Las causas por las cuales se
produce un terremoto están estudiadas y definidas por la geología, pero las
causas de la devastación que puede llegar a provocar se explican a través de la
renta per cápita del país que lo sufre. Quedará como dato histórico, por
ejemplo, que el terremoto de Haití del 12 de enero de 2010 ocasionó decenas de
miles de muertos –jamás se sabrá cuántos, exactamente- cuando en realidad tan
abrumador coste en vidas humanas se debe a la precariedad de las viviendas, a la
pobreza, a la fragilidad de su Gobierno y a la indiferencia internacional, no
tras la catástrofe que ahora le ha proporcionado a Haití un espacio en los
informativos de todo el mundo, sino anterior, una indiferencia ya antigua frente
a los doscientos años de sufrimiento que viene padeciendo.

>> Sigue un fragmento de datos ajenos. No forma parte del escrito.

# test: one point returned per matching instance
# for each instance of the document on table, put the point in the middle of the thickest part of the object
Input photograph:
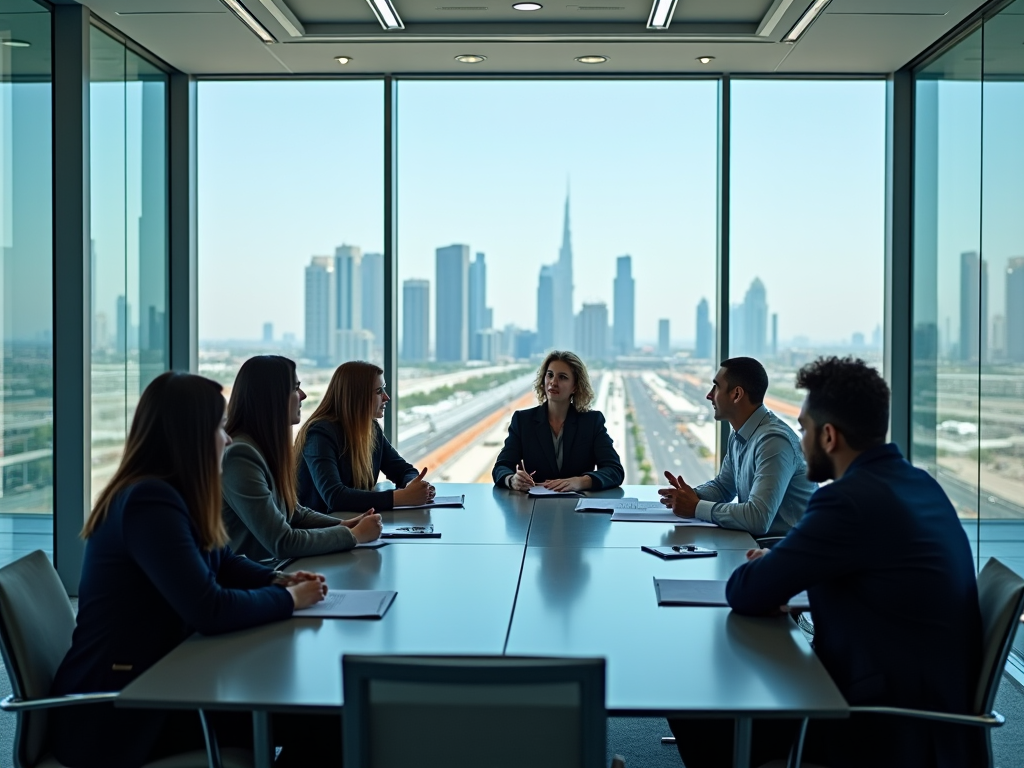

Muy pobre ha de ser un país
para que, tras un seísmo que en cualquier otro lugar apenas hubiera dejado daños
realmente graves, pueda decirse que prácticamente ha desaparecido. Se ha escrito
que Haití ya no existe, y es una forma escueta de explicar lo que para un
occidental es imposible de imaginar, salvo que lo haya experimentado en otro
país muy distinto del suyo. El caos absoluto, tan absoluto que no ha permitido
hasta ahora, o hasta hace muy poco, un reparto eficaz de la ayuda humanitaria;
el pánico, el dolor, la violencia. Haití es un país armado hasta los dientes, y
ahora también un país de escombros y de niños huérfanos y perdidos vagando entre
las ruinas, de autoridades sin autoridad, de instituciones tan inestables como
las edificaciones que se han venido abajo. Por si fuera poco, Haití sufre desde
hace años una progresiva catástrofe medioambiental que proyecta su falta de
esperanza al futuro: deforestación, erosión de sus suelos, falta de agua,
pérdida de biodiversidad, explosión demográfica...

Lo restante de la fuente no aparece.